Hay que
ver cómo cunden los días cuando a uno le da la prisa, y no lo digo por mí que me
sobran horas del día hasta para vaguear, sino por un amigo al que le entraron
unos molestos dolores del cólon, o eso decían, y tan arrebatado se puso que cogió
el portante y se mudó de barrio. Te lo digo en metáfora por condescendencia a
tu estado anímico porque conociendo sus altibajos no te debo dar sofocos de
sopetón. Dicho con más fineza: vamos, que le dieron la extremaunción, o como se
diga ahora, y se marchó “pa más allá de los cielos” que, aunque no rondaba
mucho por la iglesia, hombre de fe sí que era.
Alguna
vez te lo menté.
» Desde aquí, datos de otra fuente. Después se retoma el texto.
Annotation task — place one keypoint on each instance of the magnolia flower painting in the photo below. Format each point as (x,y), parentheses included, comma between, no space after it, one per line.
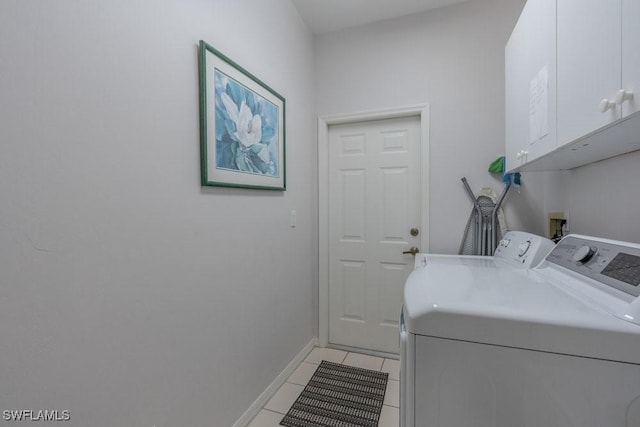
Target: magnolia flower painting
(246,129)
(242,126)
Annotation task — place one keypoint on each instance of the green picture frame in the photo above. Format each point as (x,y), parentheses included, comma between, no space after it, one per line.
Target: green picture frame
(242,126)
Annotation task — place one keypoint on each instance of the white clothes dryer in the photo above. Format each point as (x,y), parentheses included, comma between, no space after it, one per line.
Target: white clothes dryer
(486,344)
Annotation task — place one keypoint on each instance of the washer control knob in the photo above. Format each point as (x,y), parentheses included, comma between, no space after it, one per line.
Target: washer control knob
(523,248)
(584,254)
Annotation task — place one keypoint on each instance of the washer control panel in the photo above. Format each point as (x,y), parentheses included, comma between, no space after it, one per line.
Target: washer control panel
(523,249)
(616,264)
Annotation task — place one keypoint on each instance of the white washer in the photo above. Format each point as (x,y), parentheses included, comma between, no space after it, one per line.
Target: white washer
(486,344)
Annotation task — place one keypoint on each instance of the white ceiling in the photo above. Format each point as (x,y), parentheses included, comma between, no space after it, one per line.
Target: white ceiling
(323,16)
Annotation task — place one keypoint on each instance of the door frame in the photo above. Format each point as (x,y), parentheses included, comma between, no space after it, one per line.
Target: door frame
(421,110)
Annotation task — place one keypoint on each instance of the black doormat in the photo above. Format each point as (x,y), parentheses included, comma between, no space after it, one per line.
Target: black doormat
(339,396)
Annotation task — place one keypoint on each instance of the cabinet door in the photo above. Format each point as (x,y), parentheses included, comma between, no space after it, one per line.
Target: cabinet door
(631,55)
(529,55)
(589,58)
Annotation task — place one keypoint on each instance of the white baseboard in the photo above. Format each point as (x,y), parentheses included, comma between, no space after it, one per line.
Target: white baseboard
(262,400)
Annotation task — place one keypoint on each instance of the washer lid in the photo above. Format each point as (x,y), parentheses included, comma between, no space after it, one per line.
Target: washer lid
(486,301)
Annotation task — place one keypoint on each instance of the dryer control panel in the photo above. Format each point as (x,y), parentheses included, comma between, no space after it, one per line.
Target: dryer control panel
(615,264)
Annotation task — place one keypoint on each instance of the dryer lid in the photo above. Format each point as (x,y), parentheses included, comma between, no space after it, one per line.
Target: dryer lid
(486,301)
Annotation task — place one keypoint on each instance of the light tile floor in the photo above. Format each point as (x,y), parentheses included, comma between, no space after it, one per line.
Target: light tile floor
(277,407)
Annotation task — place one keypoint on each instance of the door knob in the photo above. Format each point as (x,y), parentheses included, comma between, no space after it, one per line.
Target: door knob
(413,251)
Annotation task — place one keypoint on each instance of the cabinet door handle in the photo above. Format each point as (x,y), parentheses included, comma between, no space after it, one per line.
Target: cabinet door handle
(623,95)
(606,105)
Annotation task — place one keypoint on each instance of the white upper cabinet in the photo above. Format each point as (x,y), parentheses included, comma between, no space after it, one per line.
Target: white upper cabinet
(590,52)
(589,66)
(530,79)
(630,57)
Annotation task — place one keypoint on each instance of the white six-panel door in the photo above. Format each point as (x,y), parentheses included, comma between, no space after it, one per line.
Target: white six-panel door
(374,203)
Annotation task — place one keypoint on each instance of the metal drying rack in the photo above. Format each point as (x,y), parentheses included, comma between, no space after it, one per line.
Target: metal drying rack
(481,234)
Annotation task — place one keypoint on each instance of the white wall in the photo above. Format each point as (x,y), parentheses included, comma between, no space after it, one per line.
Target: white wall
(130,295)
(452,59)
(604,198)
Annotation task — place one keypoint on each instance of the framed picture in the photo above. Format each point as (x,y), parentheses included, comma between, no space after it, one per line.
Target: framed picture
(242,126)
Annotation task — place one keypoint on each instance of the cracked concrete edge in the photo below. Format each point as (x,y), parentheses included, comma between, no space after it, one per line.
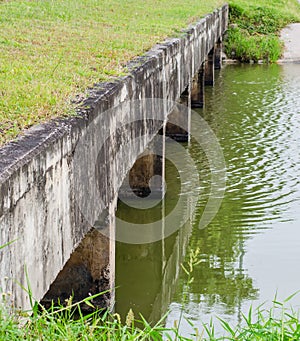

Se llamaba Esteban, pero llamarlo así en el pueblo era usar su
nombre en vano, como el de Dios nuestro Señor, pues atendía más por su mote. Vaya,
que si a sus vecinos le decías su nombre de pila se encogían de hombros, pero
si les decías “el Pintas”, enseguida caían del burro para acto seguido añadir de
su cosecha que ¡ya!, el que estaba casado con la Antonia y era padre de Loli,
la del Coviran. Si tu memoria no es flaca, con tantas pistas ya habrás caído de
quien te hablo. El alias hacía honor al color símil rosáceo de su cara que
semejaba un cuadro de arte naif, un brochazo por allí, otro brochazo por allá, como
tirando a un arcoíris de tiznajos puestos al tuntún. Has de suponer que la
coloración le venía de los bancales donde pasaba las horas de sol a sol mimando
las tomateras, los pimientos y las patateras, amén de algunos árboles frutales
cuyos apetitosos frutos le servían de ración y media de postre. Con una gorrilla
disimulaba la calvicie y se resguardaba de la solanera.
Hice
amistad con él en las fiestas del patrón del pueblo porque nos invitaba a su
casa a comer la paella popular que el comité de festejos hace en honor del
santo. El “Pintas” se dejaba caer con una ensalada de rodajas de un rico tomate
recién cogido de su huerta hábilmente aderezado por Antonia con unas gotitas de
aceite virgen extra y solo una pizca de sal, por la tensión, que sabía a gloria
bendita. Entre el arroz, el tomate de un
kilo, que eso pesaba cada pieza, y una bota de vino chillón pasábamos el rato
de amigable charla a la sombra del cortijo, donde él con su voz chillona nunca
dejaba de pegar la hebra enlazando dichos e historias ocurrentes, más o menos
verídicas, que contaba sin parar. Su interminable locuacidad nos vedaba entrar
en la harina del coloquio, pero viendo como disfrutaba con su cháchara, mejor
seguir la corriente, sin descuidar el plato de paella, el tomate y unos tragos
de la bota.
Una de
las veces salió el tema de las matanzas, que hacían allá por diciembre cuando
los fríos arreciaban, que es la mejor medicina para curar los jamones colgados
de un gancho del techo. Se puso a contar que en la matanza de aquel año, el
marrano, como él decía, era de no sé cuantas arrobas, y entre cuatro les costó
mucho subirlo a la mesa y amarrarlo. Les dio bastante quehacer hasta que el
matarife hizo su faena y el pobre verraco dejó de gruñir. Para que no pareciera
exageración lo que decía, cosa que él debió imaginar en los presentes, ni corto
ni perezoso se levantó, se ausentó y apareció cargado con un jamón tan enorme,
que al soltarlo sobre la mesa por poco la desvencija, pero así quedaba
demostrado el relato de la matanza. Y él tan ufano.
En esto
Antonia sacó para postre unas ciruelas de la huerta y cambió de conversación.
La
última vez ya estaba “tocado” del cólon, pero se mantenía con el mismo
desparpajo de siempre y tan locuaz, como si aquello no fuera con él. Pasó el
invierno trabajando en la huerta que cuidaba con esmero y en las puertas de la
primavera un arrechucho lo dejó fuera de juego. Antonia contó que lo pasó mal
en sus últimos días.
Ha
dejado la huerta, sus tomates y sus pimientos, pero al otro lado de la frontera
seguro encontrará las verdes praderas que canta el Salmo 22
En las
fiestas seguirá la paella, Antonia hará la ensalada, pero estaremos huérfanos
de su parloteo de ocurrencias, de sus sucedidos más o menos creíbles, de sus
muecas divertidas... y de la bota de vino chillón. O sea, a palo seco.
Ahí te
quedas compadre con el recuerdo de este buen amigo.